CVE-2018-13374 has a CVSS 3.x base score of 4.3, rated medium severity. It is exploitable over network with low attack complexity, requires low privileges and no user interaction. Impact on confidentiality is low, integrity none, and availability none.
Is CVE-2018-13374 being actively exploited?
Yes. CVE-2018-13374 is on CISA's Known Exploited Vulnerabilities (KEV) catalog, added on 2022-09-08, which means active exploitation has been confirmed. It should be prioritised for remediation.
What products are affected by CVE-2018-13374?
CVE-2018-13374 primarily affects Fortinet Fortiadc. In total, 3 product configurations (CPEs) are listed as vulnerable; see the affected-products list for the exact versions.
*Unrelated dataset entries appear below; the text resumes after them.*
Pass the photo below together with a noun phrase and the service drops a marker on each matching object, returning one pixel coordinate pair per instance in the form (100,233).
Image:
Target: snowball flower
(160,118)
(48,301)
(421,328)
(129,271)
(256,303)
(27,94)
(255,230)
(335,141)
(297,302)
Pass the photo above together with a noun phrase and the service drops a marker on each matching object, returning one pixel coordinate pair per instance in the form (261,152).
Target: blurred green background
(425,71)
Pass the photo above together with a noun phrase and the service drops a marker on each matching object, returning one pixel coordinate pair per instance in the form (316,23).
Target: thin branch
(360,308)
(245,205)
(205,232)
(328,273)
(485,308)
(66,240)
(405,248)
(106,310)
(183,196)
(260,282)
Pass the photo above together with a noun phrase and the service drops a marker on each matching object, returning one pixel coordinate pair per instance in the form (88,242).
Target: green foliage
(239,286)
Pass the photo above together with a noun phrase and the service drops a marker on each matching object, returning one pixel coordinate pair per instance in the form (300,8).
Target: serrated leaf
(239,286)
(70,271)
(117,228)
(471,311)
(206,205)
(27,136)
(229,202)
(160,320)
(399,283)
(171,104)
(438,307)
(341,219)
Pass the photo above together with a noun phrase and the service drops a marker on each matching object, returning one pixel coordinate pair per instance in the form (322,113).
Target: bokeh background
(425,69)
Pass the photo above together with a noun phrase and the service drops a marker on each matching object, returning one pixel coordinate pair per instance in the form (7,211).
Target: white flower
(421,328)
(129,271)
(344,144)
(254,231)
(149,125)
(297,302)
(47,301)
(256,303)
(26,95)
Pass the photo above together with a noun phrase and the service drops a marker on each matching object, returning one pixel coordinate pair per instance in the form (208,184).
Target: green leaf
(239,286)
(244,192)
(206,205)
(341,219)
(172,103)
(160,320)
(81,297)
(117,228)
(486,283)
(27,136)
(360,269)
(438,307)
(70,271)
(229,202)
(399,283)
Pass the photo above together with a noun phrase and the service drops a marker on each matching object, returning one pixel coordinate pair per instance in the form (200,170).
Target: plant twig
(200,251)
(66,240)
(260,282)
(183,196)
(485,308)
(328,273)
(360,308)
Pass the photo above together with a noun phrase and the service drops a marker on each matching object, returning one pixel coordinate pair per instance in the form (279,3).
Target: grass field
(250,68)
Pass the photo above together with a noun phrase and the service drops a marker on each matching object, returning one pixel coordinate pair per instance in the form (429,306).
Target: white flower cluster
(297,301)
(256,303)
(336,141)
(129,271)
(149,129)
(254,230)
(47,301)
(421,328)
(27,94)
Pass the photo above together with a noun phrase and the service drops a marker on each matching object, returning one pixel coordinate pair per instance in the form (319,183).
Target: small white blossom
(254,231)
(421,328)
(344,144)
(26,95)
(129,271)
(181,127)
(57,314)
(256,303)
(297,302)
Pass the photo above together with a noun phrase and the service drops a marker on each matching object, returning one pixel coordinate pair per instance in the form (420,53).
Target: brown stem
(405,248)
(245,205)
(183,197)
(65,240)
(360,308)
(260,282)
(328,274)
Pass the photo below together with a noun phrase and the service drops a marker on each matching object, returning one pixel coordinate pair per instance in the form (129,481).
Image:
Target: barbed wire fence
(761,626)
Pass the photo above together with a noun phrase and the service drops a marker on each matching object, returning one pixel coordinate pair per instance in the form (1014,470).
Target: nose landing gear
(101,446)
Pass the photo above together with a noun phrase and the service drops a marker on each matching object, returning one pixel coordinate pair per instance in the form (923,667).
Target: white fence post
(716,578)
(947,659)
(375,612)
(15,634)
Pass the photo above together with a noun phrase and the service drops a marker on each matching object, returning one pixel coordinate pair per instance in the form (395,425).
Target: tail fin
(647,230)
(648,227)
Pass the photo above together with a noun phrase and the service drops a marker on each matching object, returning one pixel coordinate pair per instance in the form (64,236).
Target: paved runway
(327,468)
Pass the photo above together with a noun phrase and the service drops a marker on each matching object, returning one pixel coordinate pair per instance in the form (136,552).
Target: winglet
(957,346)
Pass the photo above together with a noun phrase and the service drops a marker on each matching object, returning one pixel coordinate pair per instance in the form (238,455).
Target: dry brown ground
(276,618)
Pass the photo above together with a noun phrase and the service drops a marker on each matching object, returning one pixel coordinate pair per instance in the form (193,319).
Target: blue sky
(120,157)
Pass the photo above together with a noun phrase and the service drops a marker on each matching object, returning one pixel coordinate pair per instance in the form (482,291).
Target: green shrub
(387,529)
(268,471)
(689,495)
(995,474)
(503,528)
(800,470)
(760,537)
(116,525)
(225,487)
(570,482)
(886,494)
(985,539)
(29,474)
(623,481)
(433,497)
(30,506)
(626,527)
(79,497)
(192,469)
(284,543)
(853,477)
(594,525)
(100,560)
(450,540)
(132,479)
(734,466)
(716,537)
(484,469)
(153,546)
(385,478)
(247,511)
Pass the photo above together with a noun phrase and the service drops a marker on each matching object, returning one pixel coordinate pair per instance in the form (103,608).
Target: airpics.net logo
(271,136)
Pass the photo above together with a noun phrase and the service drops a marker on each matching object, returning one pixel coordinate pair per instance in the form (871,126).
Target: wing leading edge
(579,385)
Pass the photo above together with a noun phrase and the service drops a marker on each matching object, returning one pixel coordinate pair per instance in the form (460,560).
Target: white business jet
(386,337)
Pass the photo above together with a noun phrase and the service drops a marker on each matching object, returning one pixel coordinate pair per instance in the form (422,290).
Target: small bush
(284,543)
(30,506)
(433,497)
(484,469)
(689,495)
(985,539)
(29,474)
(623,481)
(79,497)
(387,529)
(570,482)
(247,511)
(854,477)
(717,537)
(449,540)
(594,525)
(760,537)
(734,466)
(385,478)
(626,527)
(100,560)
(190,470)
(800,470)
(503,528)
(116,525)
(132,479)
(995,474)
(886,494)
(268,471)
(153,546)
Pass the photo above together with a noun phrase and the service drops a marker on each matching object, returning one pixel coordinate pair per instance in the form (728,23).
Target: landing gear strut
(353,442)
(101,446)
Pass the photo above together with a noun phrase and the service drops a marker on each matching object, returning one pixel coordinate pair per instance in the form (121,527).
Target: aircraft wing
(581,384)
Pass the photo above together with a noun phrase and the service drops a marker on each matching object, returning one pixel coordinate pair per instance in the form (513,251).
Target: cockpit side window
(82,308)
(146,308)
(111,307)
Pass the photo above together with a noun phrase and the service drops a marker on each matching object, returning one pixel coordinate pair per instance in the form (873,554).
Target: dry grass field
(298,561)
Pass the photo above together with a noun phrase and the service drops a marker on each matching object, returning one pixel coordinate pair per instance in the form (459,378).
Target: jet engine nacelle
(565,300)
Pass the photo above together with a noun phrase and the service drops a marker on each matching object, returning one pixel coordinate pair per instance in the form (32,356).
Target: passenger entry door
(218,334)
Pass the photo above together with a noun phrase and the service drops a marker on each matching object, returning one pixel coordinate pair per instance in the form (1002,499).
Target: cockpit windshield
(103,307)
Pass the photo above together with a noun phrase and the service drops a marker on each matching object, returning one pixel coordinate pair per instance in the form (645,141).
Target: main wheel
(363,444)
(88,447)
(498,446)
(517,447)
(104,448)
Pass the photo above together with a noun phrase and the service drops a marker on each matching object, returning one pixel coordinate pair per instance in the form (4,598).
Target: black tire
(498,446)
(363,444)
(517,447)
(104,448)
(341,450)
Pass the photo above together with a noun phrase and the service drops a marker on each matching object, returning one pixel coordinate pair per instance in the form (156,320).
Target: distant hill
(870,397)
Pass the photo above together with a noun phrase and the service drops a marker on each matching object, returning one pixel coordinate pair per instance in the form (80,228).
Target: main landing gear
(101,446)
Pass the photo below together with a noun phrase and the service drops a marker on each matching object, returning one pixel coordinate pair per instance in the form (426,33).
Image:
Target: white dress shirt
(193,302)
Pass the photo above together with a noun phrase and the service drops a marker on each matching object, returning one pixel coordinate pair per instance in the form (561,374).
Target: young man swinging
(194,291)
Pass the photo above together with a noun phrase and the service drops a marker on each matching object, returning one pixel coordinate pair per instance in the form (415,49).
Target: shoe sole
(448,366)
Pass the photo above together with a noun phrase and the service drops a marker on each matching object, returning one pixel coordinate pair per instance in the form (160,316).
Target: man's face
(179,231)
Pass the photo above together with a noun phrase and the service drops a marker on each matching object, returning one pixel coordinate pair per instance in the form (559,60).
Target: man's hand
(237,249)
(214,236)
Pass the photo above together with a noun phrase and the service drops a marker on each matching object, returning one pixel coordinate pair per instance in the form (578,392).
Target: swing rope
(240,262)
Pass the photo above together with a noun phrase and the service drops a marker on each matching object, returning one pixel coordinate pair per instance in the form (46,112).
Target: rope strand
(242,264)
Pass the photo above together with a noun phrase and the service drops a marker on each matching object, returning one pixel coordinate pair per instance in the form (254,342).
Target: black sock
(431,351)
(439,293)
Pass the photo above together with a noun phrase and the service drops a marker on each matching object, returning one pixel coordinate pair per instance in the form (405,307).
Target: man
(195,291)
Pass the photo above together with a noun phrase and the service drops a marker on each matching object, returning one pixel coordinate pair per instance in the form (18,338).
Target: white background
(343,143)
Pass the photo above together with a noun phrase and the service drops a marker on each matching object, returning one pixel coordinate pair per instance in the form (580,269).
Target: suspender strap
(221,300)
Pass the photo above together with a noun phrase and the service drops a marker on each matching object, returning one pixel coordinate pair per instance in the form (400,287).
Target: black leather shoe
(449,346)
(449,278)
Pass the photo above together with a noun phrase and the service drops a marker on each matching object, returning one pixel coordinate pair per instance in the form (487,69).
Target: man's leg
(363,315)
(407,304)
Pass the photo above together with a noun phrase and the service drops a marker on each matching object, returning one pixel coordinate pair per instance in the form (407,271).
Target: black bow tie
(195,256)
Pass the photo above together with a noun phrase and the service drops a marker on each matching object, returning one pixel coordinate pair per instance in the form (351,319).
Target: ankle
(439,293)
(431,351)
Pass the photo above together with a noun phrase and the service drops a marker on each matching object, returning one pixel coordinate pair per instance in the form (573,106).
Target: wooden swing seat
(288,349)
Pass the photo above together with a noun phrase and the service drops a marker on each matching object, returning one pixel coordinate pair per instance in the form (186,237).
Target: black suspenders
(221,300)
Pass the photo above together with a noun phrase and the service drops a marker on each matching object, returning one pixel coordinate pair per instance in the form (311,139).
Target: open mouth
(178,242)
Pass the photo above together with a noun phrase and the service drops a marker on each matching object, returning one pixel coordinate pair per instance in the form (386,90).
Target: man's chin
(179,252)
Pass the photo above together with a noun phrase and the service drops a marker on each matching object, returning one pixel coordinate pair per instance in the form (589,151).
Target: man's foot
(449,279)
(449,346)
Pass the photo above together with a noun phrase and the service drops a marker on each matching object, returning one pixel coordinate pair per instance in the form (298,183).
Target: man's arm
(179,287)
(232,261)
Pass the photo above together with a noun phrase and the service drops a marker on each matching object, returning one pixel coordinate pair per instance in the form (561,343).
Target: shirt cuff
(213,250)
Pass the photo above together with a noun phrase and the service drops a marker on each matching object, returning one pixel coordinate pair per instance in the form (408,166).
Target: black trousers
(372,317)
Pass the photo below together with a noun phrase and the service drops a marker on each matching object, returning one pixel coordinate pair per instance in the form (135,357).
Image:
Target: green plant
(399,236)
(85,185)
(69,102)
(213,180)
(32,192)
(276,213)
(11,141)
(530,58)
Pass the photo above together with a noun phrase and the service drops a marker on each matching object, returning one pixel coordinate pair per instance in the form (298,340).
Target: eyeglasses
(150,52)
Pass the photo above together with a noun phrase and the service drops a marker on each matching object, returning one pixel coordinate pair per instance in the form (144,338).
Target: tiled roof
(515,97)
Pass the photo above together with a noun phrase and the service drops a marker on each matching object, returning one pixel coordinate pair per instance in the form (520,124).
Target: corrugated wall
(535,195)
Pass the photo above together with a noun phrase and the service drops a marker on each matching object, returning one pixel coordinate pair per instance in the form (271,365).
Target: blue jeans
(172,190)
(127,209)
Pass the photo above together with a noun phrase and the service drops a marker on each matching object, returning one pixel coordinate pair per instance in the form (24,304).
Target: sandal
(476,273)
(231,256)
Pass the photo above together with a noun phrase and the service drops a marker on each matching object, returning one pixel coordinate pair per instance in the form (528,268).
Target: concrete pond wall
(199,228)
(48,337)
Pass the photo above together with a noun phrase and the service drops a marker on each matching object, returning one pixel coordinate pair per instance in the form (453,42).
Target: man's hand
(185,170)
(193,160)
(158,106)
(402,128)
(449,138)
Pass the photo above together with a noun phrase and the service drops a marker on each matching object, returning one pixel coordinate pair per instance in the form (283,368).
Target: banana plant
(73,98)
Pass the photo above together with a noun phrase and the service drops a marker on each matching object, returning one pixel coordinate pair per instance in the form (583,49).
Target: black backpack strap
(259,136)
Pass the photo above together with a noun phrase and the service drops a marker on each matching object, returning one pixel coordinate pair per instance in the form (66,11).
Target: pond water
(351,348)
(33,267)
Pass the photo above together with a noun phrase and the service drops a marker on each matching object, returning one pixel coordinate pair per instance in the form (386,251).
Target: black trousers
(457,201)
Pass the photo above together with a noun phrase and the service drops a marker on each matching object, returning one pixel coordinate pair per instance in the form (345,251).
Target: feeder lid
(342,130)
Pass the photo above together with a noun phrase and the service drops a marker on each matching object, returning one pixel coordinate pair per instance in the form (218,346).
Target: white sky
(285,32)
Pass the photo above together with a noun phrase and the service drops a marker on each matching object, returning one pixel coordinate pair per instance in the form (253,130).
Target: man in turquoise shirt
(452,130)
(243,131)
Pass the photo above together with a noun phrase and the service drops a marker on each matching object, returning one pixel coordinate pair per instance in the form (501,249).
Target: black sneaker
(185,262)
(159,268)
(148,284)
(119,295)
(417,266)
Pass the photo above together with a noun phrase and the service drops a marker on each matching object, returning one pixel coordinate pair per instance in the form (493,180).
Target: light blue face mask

How do I fix CVE-2018-13374?
Review the linked vendor and NVD advisories for patched versions and mitigations, then upgrade or apply the recommended workaround. Because this CVE is known to be actively exploited, treat remediation as urgent — CISA KEV typically sets a short remediation deadline.
Does CVE-2018-13374 have an EU (EUVD) identifier?
Yes. CVE-2018-13374 is tracked in the ENISA EU Vulnerability Database (EUVD) as EUVD-2018-5318. It is also flagged as exploited in the EUVD (since 2022-09-08).
When was CVE-2018-13374 published?
CVE-2018-13374 was published on 2019-01-22 and last updated on 2026-06-17.